England used to have a bad reputation for food, although these days there is much more than fish and chips. One of the first foods I acquired a love of was sushi. I know versions of sushi are now sold worldwide, but it’s not the same as Japanese sushi. My particular favorite is tuna, but I love any raw fish. Almost every Sunday, my family and I go to our local conveyor belt sushi shop to enjoy lunch or dinner. One of my Smith’s students treated me to a visit to an old, traditional style sushi shop in Yamashina a few months ago. That was an experience that I’m very grateful for, the quality and flavor of the fish was amazing.
Of course, there is so much more than sushi on offer in Japan. I also love the yakitori, charcoal grilled chicken, and tempura. The seasonal and regional variations of fresh vegetables and other ingredients make visits to small traditional restaurants a joy. At home or when eating out I almost always eat Japanese style food.
I love the convenience of vending machines. Many of my students complain that there are just too many of these machines on every street. While I agree that maybe fewer are needed, I appreciate their presence and variety. A friend of mine, who owns an Indian curry shop near my school in Yamashina, has a machine outside his restaurant selling ready to eat curries. Personally, I use vending machines every day to buy canned coffee. Some of my Smith’s students say I am addicted to coffee, and I can’t really argue. I drink several cans each day, at the station waiting for trains or between English classes at my school. Vending machines make it easy to quickly buy what I need. Both canned coffee and street vending machines are things I would miss in England.
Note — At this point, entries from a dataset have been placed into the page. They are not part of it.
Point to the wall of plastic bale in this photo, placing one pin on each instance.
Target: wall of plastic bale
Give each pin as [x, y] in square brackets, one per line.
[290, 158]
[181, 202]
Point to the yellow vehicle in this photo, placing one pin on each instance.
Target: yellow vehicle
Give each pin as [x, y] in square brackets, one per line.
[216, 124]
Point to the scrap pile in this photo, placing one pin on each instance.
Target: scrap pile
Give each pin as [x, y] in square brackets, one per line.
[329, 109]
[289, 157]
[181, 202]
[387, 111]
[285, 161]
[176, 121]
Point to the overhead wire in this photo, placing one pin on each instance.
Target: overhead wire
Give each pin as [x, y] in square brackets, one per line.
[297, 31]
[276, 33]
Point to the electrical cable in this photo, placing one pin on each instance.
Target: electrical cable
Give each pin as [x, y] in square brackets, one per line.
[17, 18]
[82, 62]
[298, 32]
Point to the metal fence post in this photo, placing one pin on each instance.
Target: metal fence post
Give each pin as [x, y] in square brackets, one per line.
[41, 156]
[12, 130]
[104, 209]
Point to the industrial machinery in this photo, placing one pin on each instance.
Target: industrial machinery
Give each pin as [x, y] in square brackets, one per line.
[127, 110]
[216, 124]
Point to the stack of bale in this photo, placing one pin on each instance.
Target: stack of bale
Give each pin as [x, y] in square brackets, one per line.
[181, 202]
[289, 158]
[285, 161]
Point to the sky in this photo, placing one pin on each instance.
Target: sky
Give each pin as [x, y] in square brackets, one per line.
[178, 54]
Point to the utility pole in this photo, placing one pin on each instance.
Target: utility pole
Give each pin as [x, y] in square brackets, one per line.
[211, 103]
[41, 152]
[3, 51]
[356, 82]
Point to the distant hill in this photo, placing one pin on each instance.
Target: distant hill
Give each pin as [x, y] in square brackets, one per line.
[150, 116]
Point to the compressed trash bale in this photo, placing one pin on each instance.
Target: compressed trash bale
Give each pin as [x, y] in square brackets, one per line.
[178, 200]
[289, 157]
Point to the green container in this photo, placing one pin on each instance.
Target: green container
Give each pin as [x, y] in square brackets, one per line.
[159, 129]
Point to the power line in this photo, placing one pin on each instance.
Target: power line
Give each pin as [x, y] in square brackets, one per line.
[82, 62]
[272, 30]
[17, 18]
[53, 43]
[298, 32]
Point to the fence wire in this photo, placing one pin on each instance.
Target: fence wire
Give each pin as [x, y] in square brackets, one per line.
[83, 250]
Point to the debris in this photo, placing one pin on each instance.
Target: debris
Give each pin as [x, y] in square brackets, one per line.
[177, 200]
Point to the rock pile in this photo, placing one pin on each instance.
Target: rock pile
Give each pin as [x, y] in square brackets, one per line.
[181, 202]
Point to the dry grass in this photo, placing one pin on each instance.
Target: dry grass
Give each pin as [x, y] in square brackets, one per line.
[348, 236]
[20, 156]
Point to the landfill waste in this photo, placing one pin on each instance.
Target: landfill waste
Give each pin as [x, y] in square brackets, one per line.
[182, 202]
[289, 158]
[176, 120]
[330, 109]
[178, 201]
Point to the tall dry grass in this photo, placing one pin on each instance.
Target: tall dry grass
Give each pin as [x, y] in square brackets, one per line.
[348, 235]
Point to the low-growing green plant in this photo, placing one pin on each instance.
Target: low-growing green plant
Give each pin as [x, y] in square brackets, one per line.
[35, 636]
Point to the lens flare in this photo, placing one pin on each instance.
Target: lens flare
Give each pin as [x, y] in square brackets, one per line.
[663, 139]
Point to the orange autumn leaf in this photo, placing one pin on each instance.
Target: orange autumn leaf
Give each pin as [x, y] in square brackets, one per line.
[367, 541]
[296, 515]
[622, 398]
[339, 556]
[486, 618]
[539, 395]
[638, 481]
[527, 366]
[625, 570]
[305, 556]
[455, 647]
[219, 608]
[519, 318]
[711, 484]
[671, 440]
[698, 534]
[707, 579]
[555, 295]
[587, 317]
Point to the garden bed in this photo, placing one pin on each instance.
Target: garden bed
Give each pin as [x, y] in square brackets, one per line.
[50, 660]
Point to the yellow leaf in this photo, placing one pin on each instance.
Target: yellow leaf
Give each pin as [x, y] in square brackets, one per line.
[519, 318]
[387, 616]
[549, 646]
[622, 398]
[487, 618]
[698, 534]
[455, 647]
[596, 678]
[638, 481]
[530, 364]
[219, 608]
Japan has so much to offer in natural beauty, from snow covered mountains in winter to rivers and lakes for watersports in summer. I live in Shiga prefecture, home to Lake Biwa, the largest lake in Japan. Particularly when my daughters were younger, we enjoyed many good times on the beaches and in the water of the lake. From my station platform each morning I get to look out over the lake in one direction and up to the mountains in the other. Even in the big cities you can always find old, traditional temples or shrines with their quiet grounds just around the corner from the modern concrete buildings. In Yamashina, there is the Biwako Canal running from Shiga to Kyoto not far from my Smith’s school. I’m looking forward to walking along the canal side when cherry blossom season arrives.
These are just a few of the things I love about Japan, others would include the safety of being able to walk at night without worry, the festivals, summer fireworks and of course the people.